Kevin:Yeah, the kids got off to a great start on their credit, and it really helped them when they had to transition into actual rentals after graduation and not student housing. Okay, evictions, civil judgments, and tax liens are never on a credit report. In 2017, the big three credit reporting agencies settled a lawsuit requiring credit reports no longer include evictions, forcible detainer, and unlawful detainer judgments, like civil judgments. It was deemed these items do not contribute towards credit. However, you can add this nationwide search on to most credit reports purchased for a fee Credit reports will not include tenants currently undergoing eviction due to the timing. This is the reason why you must speak with the last two landlords or property managers listed on the application. Because the current landlord may want to get the tenant out and choose to tell you how great they are so you can take their problems off their hands. Loan deferrals are never included due to the CARES Act. Credit reports include all loans, but it is up to the applicant to provide proof of this if deferred. Check writing history is hit or miss on credit reports. Usually if a tenant writes many bad checks to stores, you will not know. However, if they bounce checks to credit cards, car loans, et cetera. you'll know by looking at the payment section for each vendor as the payments would be posted as late. A few credit reporting companies do include check writing as a separate report. We will let you know which companies we use and offers this service in a moment. Now lastly, bank balances will not be included in credit reports. Where this information is essential for your financial background check, the applicant must provide bank balance verification to you. Can they be altered? Absolutely. But you can cross check what is on the bank statement to what is on the credit report. For example, are their$350 car payments made on time? Deductions for all debts on the credit report should be found on the bank statement. Income or direct deposit once a month or every other week? You should find that on their bank statements too.

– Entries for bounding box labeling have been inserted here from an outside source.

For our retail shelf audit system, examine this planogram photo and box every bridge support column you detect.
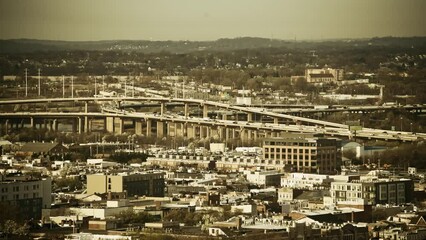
[51,119,58,132]
[160,102,165,116]
[225,128,230,141]
[83,102,89,133]
[186,125,197,138]
[182,123,188,138]
[4,119,9,134]
[217,127,225,140]
[240,128,247,143]
[177,123,185,137]
[184,103,189,117]
[199,125,205,139]
[274,117,278,124]
[157,121,164,137]
[105,117,114,133]
[205,126,212,138]
[114,117,124,134]
[146,119,152,137]
[87,118,93,132]
[77,117,82,134]
[203,104,209,118]
[247,113,253,122]
[135,120,143,135]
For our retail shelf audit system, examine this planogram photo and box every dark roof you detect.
[309,73,334,78]
[296,190,329,201]
[21,142,59,153]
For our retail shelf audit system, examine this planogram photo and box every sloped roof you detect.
[0,140,12,146]
[309,73,334,78]
[21,142,59,153]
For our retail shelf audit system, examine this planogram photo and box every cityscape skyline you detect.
[0,0,426,41]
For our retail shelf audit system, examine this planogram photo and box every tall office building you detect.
[263,134,342,174]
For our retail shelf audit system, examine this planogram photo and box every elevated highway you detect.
[0,110,426,142]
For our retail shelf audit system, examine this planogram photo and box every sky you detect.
[0,0,426,41]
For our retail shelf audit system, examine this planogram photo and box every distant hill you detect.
[0,37,426,53]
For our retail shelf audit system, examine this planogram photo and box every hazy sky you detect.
[0,0,426,41]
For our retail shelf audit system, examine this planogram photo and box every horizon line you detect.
[0,35,426,42]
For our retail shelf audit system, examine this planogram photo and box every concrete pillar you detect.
[247,113,253,122]
[203,104,209,118]
[184,103,189,117]
[146,119,152,137]
[87,118,93,132]
[186,125,197,138]
[135,120,143,135]
[205,126,211,138]
[157,121,164,137]
[240,128,247,142]
[200,126,205,139]
[105,117,114,133]
[160,102,165,116]
[84,102,89,132]
[182,123,188,137]
[52,119,58,131]
[30,117,34,128]
[175,123,183,137]
[4,119,9,134]
[114,117,124,134]
[217,127,224,140]
[77,117,82,134]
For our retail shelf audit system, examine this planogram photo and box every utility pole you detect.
[25,68,28,97]
[62,75,65,98]
[71,76,74,98]
[38,68,41,96]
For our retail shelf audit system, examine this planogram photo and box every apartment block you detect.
[0,176,52,219]
[263,134,342,174]
[87,172,165,197]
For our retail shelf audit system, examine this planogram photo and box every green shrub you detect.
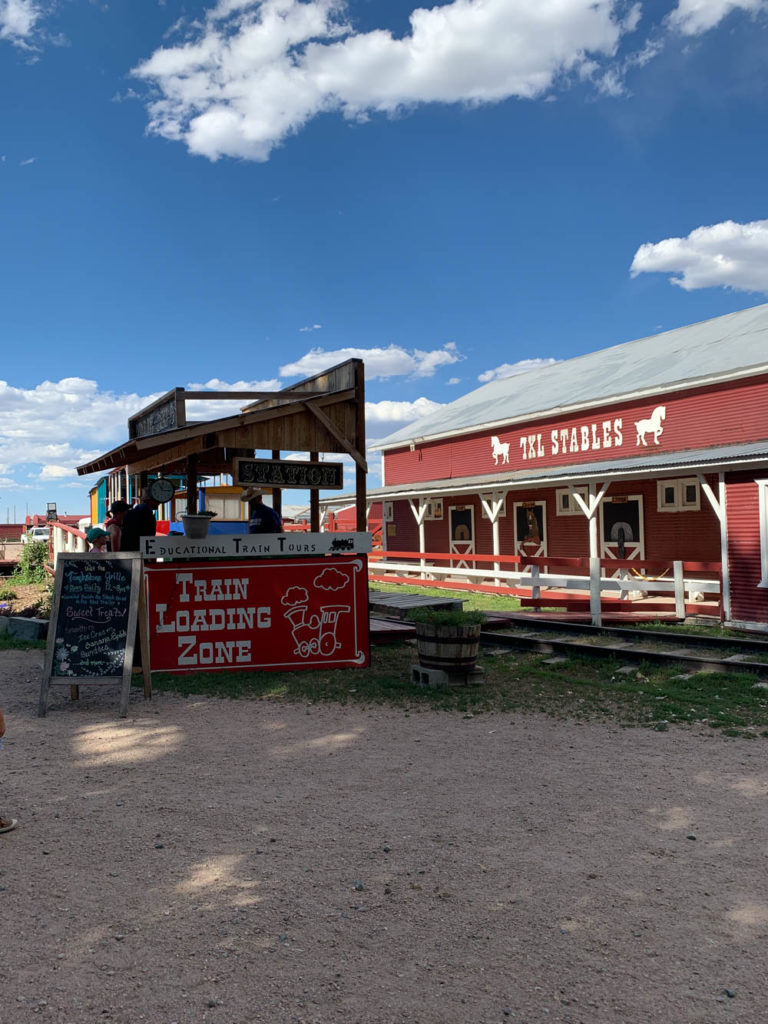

Stacie:So the one thing we want to make clear with our episode today is that a credit report is so much more than the FICO score. It tells us about an applicant's debt, if they're paying it on time and if they have enough money left after paying those debts to pay us our rent. And this is the reason why landlords need to really learn how to read a credit report, because you don't want to put too much stock into that FICO score alone. You still need to do a thorough background check to see about their other characteristics like their ability to get along with neighbors or take care of your property. But I digress. So now that you have some background information on how the FICO score is determined, let's talk about items landlords should be paying attention to when reading a credit report. It's important to know if they have a high level of debt or not. Focus on their account balances and the monthly payments. A good credit score can mean that they pay their debts on time, but it does not mean that they have enough money left at the end of the month to afford their rent. The higher the debt, the lower the income that's available to pay you. Usually, all credit reports will have a credit summary, and this is the easiest way to get an overall view of their monthly credit available and debts that are owed. The total balance equals mortgages, revolving credit, and installment payments. The monthly payment equals the total amount of all minimum payments due to creditors each month in order for them to stay current. So it's also important to look at late payments. This area of the credit report can include not only late payments, but also collections, charge offs, repossessions, foreclosures, and bankruptcy. Below each creditor, you're going to see a 30 60 90 to show off if there's been any late payments in the last 90 days. The monthly bar at the bottom of each creditor shows how many payments they've made on time in the previous one to two years. And you like to see this as all green months. You're looking for unresolved negative trends, basically. Maybe last year there were several late pay items, but they've been on time this whole entire year. It's worth asking the applicant why for clarification. Uh, we've had to do this in the past and for the most part, they were honest and said they were either in between jobs or gave a valid excuse as to what had happened.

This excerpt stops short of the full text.